Her freshman year on campus, Talbot finished fourth at the Big Ten indoor meet in the 400 hurdles with a time of 59:31. Then Talbot switched things up her sophomore year and changed her focus to the pentathlon for the indoor season and the heptathlon for outdoors.
That season was when Talbot put her name among the elite of Big Ten women's track, becoming the Big Ten champion in both the pentathlon and heptathlon.
"Sophomore year was a great step in my career," Talbot said. "But I think I might have overdone it a bit, since I had to sit out that next indoor season."
Talbot was forced to redshirt what would have been her junior indoor season with a hamstring injury. Then, just a year later, she would sit out the outdoor season to recover from a shoulder surgery.
"Pentathlon and heptathlon is too hard to do every weekend," Talbot said. "You just can't physically do it. But on my off weekends I'll still compete. Sometimes it will be hurdles, other times a relay — whatever they need for the team to finish better. I'll jump in and do what I can."
Now in her final season, Talbot is hoping to make the best of what she has left. She started off on the right foot by finishing third in the pentathlon at the NCAA indoor meet last month to earn her first All American award.
"It was pretty much a huge surprise for me," Talbot said of her third-place finish. "I've always thought of the outdoor being my strong suit. Usually after the high jump I'm sitting near the bottom, but after the high jump at the NCAAs I was sitting pretty good. It was just my day."
Talbot believes her strong indoor performance will carry over into the outdoor season. Before having to redshirt last year during the outdoor, Talbot was the two-time defending Big Ten champion in the heptathlon. After finishing 19th in the event at the 2005 NCAA outdoor meet, Talbot knows this is her last chance to shine.
"You just have to bring it and give it your all," she said. "Hopefully that will be in a couple of months and I can finish my career off on a high note."
Track and field spring break
This weekend, the UW men's and women's track and field teams are starting off their spring break just like many other students — they are heading for warmer weather.
Both teams are sending athletes to compete in two different invitationals. Some will compete in the two-day Stanford Invitational in Palo Alto, Calif., while others are heading south to compete Saturday in the Georgia Tech Yellow Jacket Invitational in Atlanta, Ga.
"For some guys this will be their first meet of the outdoor season," men's head coach Ed Nuttycombe said. "It's an opportunity for us to get our outdoor season started. It's also an opportunity for some of them to take a step towards improvement."
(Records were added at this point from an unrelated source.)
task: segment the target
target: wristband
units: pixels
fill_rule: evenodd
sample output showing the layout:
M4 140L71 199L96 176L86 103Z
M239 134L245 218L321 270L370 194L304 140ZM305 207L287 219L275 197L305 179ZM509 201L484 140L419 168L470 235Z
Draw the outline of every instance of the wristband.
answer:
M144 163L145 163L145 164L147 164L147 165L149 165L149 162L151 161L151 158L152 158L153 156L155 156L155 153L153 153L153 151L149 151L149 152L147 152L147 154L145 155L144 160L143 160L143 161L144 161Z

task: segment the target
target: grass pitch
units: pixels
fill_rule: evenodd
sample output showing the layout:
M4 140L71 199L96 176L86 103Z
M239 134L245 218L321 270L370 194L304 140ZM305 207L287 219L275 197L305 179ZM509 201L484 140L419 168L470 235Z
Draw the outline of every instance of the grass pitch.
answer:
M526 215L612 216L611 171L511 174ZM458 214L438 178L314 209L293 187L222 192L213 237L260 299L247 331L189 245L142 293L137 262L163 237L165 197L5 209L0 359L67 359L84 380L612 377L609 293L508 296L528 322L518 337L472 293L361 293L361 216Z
Many members of the team will spend their spring break either in the south or west to help them both physically as well as mentally make the change from the indoor season to the outdoor.
"It's nice to have back-to-back meets in the south," Nuttycombe said. "It will give us the chance to move outside and to get comfortable with the outdoor setting."
Also, both meets will feature some big-time competition, as teams from the Pac-10, Big 12, Big Ten, SEC and ACC will be competing. Yet still early in the outdoor season, the Badgers know it is too early to tell how they will fare come postseason.
"We're not expecting any tremendous races," Nuttycombe said. "Obviously we'll take any huge marks we get, but this is more of a time to convert from indoor to outdoor for both teams."